C'è una Taranta, un “morso” necessario, quello che il tempo provoca con le sue storture: il brutto che invade, la precarietà, il disagio, la guerra che torna. Un “morso” che chiama alla presenza. La musica di questo deve farsi carico. La catarsi della festa non è evasione, distrazione, dimenticanza, pausa. Nell'incanto delle sospensioni è sempre necessario trovare l'energia della consapevolezza. “Bellu l'amore e ci lu sape fare” canta la pizzicarella: un amore largo, vasto per quanta è vasta la terra.
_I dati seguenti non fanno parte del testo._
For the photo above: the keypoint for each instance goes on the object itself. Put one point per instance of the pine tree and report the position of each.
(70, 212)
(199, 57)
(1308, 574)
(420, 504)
Accoglierla per intero significa portarla alla sua essenza di natura, d'Amore, appunto. Abbraccio che si oppone, resiste e tenta risolvere. Questo l'abbiamo dimenticato, abbandonato all'imperio di un economicismo senza soluzione! Ah! La politica che non si accorge. Incapace di canto, incapace d'amare, incapace di proteggere. L'artista giullare, l'artista bastardo, quello sì, la dannazione l'attraversa, la vive tutta, piegato al “volere” della poesia: “e lu sule calau, calau... Iti fattore, ieu me nde vau”! Non c'è padrone che tenga.

Divagazioni? No, ricerca d'essenza. Enza Pagliara con “Malachianta” (un pezzo forse scritto da Rina Durante) si chiede il perché del canto se la pena resta e non c'è più scampo alla malattia del mondo. Come sanare la pianta se continuiamo a tormentarla? Sul fondo sfoca la danza in bianco e nero di Carlo De Pascali e Raffaella Aprile, la grazia rotante fa auspicio d'innamoramento ai 150.000 che riempiono Melpignano. “Comincia la guerra!”, annuncia Mauro Pagani, quella necessaria dei giullari, densa di ironia, capace di frecce sarcastiche, di graffi e di risate e... il volume si alza: Après la classe e Caparezza, alias Michele Salvemini da Molfetta, indossa una maglietta con su scritto “Il futuro non è più quello di una volta”. Ecco la chiave, un altro futuro bisogna immaginare, patrunu meu! Un altro domani! Un risveglio, un risveglio che “viene a ballare in Puglia” per capire cosa non va, si gratta le palle e fa lo scongiuro! E poi? Poi tocca a loro: sciamu moi!, che il risveglio del movimento salentino ha un nome certo: Sud Sound System, stupore e conferma della terra dei suoni, mai sazia d'emozioni. Dammene ancora! Dammi ancora parole necessarie, utili, dammi ritmo, che ballare sia ancora antitodo! Rosso è il colore del rispetto, come quello del sangue, del cuore, della terra dove preservare le radici, dice Terron Fabio a prologo della “poga” finale saltata sulle note dell'indimenticata “È festa”.

Ma, c'è sempre un ma! E, un giullare-mammuttones che dice “Ho il ballo di San Vito e non mi passa!”